I'm sure there are others I've missed. This is not meant to be a comprehensive list, but rather me shining a spotlight on an idea I had not heard of until I stumbled upon it myself.

If anyone has any more references or knows Talmudic/rabbinical sources that further discuss this fascinating notion (or at least fascinating to me) please share it in the comments.

So as we approach Yom Kippur and ask forgiveness of our Father, Our King, let us all have in mind the mercy and compassion that is utterly characteristic of HaShem, and pray that we all receive proper atonement (through proper teshuva) and merit being seal in the Book of Good Life.

To anyone I may have offended this past year with anything I wrote, I am sorry.
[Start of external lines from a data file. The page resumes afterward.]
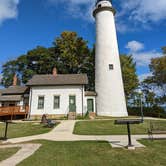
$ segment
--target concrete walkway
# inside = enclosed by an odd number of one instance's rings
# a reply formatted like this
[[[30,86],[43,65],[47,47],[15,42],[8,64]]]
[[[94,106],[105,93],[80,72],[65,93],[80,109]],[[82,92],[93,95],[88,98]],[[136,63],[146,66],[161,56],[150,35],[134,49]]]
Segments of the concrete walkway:
[[[16,166],[24,159],[28,158],[34,152],[39,149],[41,145],[40,144],[18,144],[18,145],[3,145],[0,146],[0,149],[2,148],[15,148],[15,147],[21,147],[21,149],[11,156],[10,158],[0,162],[0,166]]]
[[[68,120],[61,121],[51,132],[41,135],[13,138],[3,143],[20,143],[33,140],[51,140],[51,141],[86,141],[86,140],[105,140],[108,141],[112,147],[125,147],[128,144],[127,135],[109,135],[109,136],[87,136],[87,135],[74,135],[73,129],[76,121]],[[144,147],[137,140],[148,138],[148,135],[132,135],[132,143],[135,147]],[[154,135],[154,138],[166,138],[165,135]]]

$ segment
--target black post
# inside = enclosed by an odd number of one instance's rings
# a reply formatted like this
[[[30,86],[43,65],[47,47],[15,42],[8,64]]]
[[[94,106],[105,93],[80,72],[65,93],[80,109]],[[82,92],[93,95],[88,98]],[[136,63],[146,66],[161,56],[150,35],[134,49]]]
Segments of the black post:
[[[128,131],[128,146],[132,146],[132,143],[131,143],[130,124],[129,124],[129,123],[127,123],[127,131]]]
[[[8,121],[6,121],[5,123],[6,123],[6,127],[5,127],[5,136],[4,136],[4,140],[7,140]]]

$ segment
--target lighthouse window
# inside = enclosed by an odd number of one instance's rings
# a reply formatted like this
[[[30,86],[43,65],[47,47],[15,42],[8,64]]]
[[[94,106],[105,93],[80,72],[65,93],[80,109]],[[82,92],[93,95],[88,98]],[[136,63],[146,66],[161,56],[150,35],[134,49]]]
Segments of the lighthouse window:
[[[109,64],[109,69],[113,70],[114,69],[114,65],[113,64]]]

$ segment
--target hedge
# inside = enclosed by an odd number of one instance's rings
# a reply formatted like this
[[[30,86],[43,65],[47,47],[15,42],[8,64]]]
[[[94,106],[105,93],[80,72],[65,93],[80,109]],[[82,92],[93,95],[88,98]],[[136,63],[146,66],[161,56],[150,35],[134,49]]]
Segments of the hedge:
[[[141,116],[141,108],[128,107],[128,113],[131,116]],[[143,114],[145,117],[166,118],[166,112],[158,106],[143,107]]]

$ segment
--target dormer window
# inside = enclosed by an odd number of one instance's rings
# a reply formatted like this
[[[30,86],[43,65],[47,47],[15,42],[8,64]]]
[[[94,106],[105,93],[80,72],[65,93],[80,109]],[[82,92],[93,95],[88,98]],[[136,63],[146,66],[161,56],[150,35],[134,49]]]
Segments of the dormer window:
[[[114,65],[113,64],[109,64],[109,70],[114,70]]]

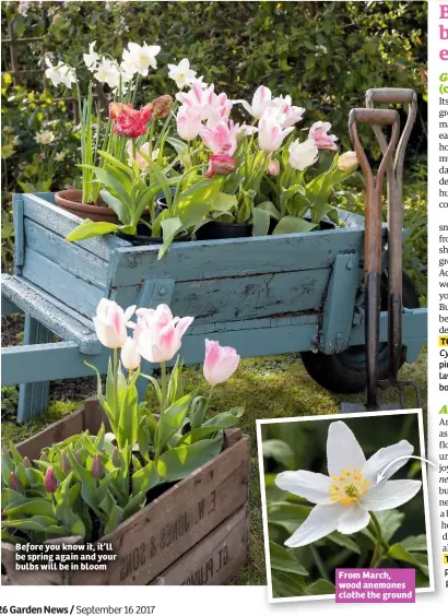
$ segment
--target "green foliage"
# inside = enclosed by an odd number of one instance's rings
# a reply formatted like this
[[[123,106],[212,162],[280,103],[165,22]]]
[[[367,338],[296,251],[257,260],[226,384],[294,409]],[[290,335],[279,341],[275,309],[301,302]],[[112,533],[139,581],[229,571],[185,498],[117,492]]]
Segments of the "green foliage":
[[[380,447],[403,438],[414,446],[418,454],[416,416],[409,416],[404,424],[400,416],[389,416],[387,419],[387,441],[384,431],[378,429],[380,418],[352,418],[345,423],[354,431],[367,458]],[[284,541],[307,519],[313,505],[280,489],[274,479],[285,470],[328,474],[328,426],[329,420],[320,420],[273,423],[261,427],[272,591],[278,597],[333,594],[337,567],[373,566],[370,562],[377,543],[376,526],[373,524],[353,535],[333,532],[299,548],[286,549],[283,546]],[[405,466],[393,478],[404,478],[411,473],[411,467],[408,472]],[[418,570],[417,587],[427,587],[427,540],[422,491],[400,510],[378,511],[376,518],[384,540],[379,562],[392,568],[405,562]]]

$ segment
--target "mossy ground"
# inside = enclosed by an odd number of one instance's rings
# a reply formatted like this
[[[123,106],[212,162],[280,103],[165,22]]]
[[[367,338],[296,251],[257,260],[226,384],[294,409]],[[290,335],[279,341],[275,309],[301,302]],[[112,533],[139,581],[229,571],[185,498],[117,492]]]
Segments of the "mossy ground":
[[[403,379],[412,379],[420,386],[425,404],[427,398],[426,375],[426,351],[421,353],[415,364],[406,365],[401,370]],[[205,392],[200,367],[186,369],[185,376],[188,389],[199,387]],[[251,439],[250,559],[234,583],[266,583],[256,419],[331,415],[339,412],[341,402],[344,400],[362,402],[363,395],[333,395],[329,393],[308,376],[299,357],[295,355],[245,359],[236,375],[227,383],[215,389],[212,407],[223,410],[232,406],[244,406],[246,412],[241,418],[240,427]],[[11,439],[19,442],[28,438],[45,425],[72,413],[81,404],[78,401],[52,402],[43,417],[25,426],[17,426],[13,422],[5,420],[2,423],[2,441]],[[408,400],[409,407],[412,407],[413,404],[415,402],[410,396]]]

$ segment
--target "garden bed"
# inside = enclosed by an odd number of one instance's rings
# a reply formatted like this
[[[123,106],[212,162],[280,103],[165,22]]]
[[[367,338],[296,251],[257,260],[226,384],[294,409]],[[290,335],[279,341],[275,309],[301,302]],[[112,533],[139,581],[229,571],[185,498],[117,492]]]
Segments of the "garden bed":
[[[30,459],[42,448],[89,429],[96,434],[102,411],[95,400],[23,441]],[[231,580],[248,554],[247,501],[249,439],[225,431],[223,451],[172,485],[144,509],[102,537],[116,560],[106,571],[28,572],[15,570],[15,547],[2,543],[2,566],[10,584],[146,585],[216,584]],[[62,540],[63,541],[63,540]]]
I am especially sorry for my sometimes harsh responses/temper, in particular The Professor and Burnt Dreadlocks, for which I humbly apologize for my lack of emotional control in responding to their comments.

I hope that 5772 can be a year free of divisiveness and ill-feelings. Let us all use blogs and everything else we do in our lives, to sow harmony and unity amongst Klal Yisrael. May this year be the year - Tihiye Shana Ad Bichlal - the year that features the inclusion of the conclusion of the galus (no more galus!) and the arrival of Moshiach Tzidkeinu, Bimheira Biyameinu.

Amein, Kein Yehi Ratzon!

1 comment:

  1. Always a pleasure to read your blog especially since it puts me in the right thinking mode. thanks!